Fixing the healthcare system was a core campaign promise by president Muhammadu Buhari, who took office in 2015. He promised that “no Nigerian will have a reason to go outside of the country for medical treatment”. But this year he spent more than 150 days away on medical leave in the United Kingdom, on treatment for an undisclosed ailment.

Fajuyitan, who has practised for nine years, said a key step to improving the creaking system would be to implement the National Health Act. Enacted in 2014, it stipulates regulation, development and management of health systems and sets standards for rendering health services in Nigeria.

“Implementing this health act will go a long way in terms of [provisions for] funding, health insurance, remuneration, training and others. It is up to the government to have the political will to implement [it],” he added.

The government is developing a new national health policy to address the country’s major challenges which it says include a weak and unresponsive healthcare system.

Are the doctors overworked?

To alleviate the latest strike, the government said it would hire stopgap doctors. But there aren’t enough to go around in the first place.

In 2013, Nigeria had 65,759 registered doctors,  according to the 2016 National Health Policy. This is a doctor-patient ratio of about 1:2,660, or about 7 times more than the UK or the US for the same year, according to World Health Organisation data. (Note: While Nigeria’s  population figures are disputed, the National Bureau of Statistics in 2013 estimated it at 175 million.)  

The country needs more than 250,000 doctors in the next 10 to 15 years to meet its staffing shortfall, Enabulele said.

Between 2010 and 2015 there has been a 29% increase in the number of students admitted to study medicine, from 15,974 to 20,583, according to matriculation data from the Joint Admissions and Matriculation Board and the country’s statistics agency.

Are more Nigerian doctors thus seeking greener pastures?
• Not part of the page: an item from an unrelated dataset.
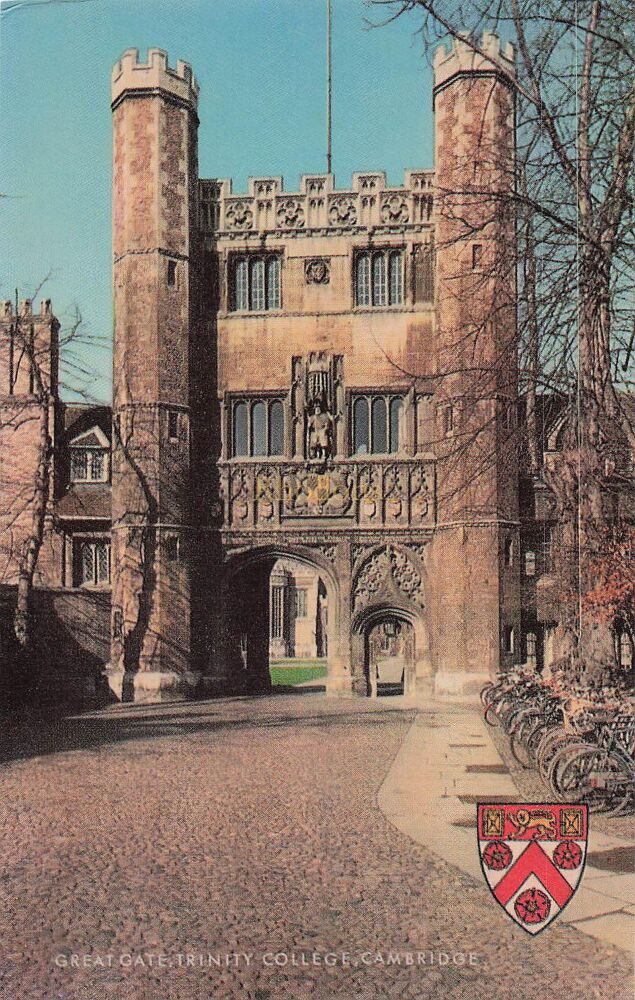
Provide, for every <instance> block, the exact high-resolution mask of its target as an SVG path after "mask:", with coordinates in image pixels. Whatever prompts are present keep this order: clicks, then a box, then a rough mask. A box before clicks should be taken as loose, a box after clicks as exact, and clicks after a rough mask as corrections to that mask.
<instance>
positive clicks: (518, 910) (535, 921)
mask: <svg viewBox="0 0 635 1000" xmlns="http://www.w3.org/2000/svg"><path fill="white" fill-rule="evenodd" d="M514 910H515V911H516V916H517V917H518V918H519V920H522V922H523V923H524V924H541V923H542V921H543V920H546V919H547V917H548V916H549V911H550V910H551V902H550V901H549V897H548V896H546V895H545V894H544V892H541V891H540V889H525V891H524V892H521V893H520V895H519V896H517V898H516V902H515V903H514Z"/></svg>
A recent survey of 705 doctors found that 9 in 10 Nigerian doctors of all levels are seeking to work abroad. Among other reasons, they cited better facilities and work environment, higher pay and career progression as why they would leave.

Twenty per cent of the respondents said they know between 16 to 30 colleagues who had emigrated from Nigeria in the last 2 years. Nearly nine in 10 said they believed the government was not too concerned with resolving the issues doctors face.

Where are they flocking to?

The top destinations for exiting Nigerian doctors are the United Kingdom, United States and Canada. If they wish to remain in the region, most head to South Africa. A UK register of doctors last updated on 3 July 2017 shows Nigeria is the fourth country of qualification of the over 261,000 general and medical practitioners in that country. About 4,765 of them earned their degrees from Nigeria.

“These are doctors that were trained in Nigeria for the Nigerian people [but] who unfortunately will not be available to work for the Nigerian people,” said Fajuyitan.

Said Enabuele: “Unless and until the Nigerian government is responsive to the push and pull factors which moderate the migration of health professionals particularly medical doctors, we will continue to see-saw without advancing.”